For many years, lithographic resolution has been the main obstacle for keeping the pace of transistor densification to
meet Moore's Law. For the 45 nm node and beyond, new lithography techniques are being considered, including
immersion ArF lithography (iArF) and extreme ultraviolet (EUV) lithography. As in the past, these techniques will use
new types of photoresists with the capability to print 45 nm node (and beyond) feature widths and pitches.
In a previous paper ("SEM Metrology for Advanced Lithographies," Proc SPIE, v6518, 65182B, 2007), we compared
the effects of several types of resists, ranging from deep ultraviolet (DUV) (248 nm) through ArF (193 nm) and iArF to
extreme UV (EUV, 13.5 nm). iArF resists were examined, and the results from the available resist sample showed a
tendency to shrink in the same manner as the ArF resist but at a lower magnitude.
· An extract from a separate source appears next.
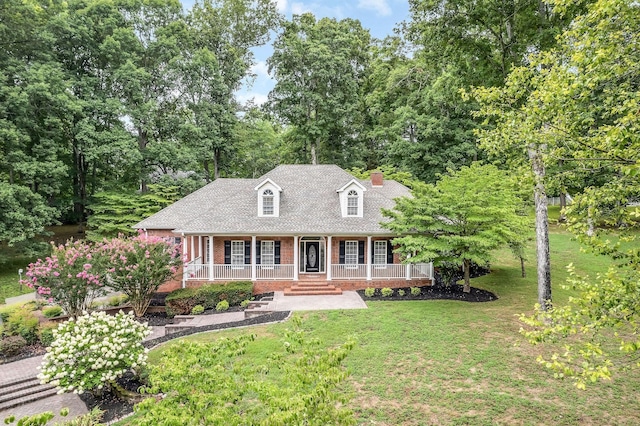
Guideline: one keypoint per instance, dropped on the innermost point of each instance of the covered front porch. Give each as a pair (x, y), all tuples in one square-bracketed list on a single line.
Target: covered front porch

This paper focuses on variations of iArF resists (different chemical formulations and different lithographic sensitivities)
and examine new developments in iArF resists during the last year. We characterize the resist electron beam induced
shrinkage behavior under scanning electron microscopy (SEM) and evaluate the shrinkage magnitude on mature resists
as well as R&D resists. We conclude with findings on the readiness of SEM metrology for these challenges.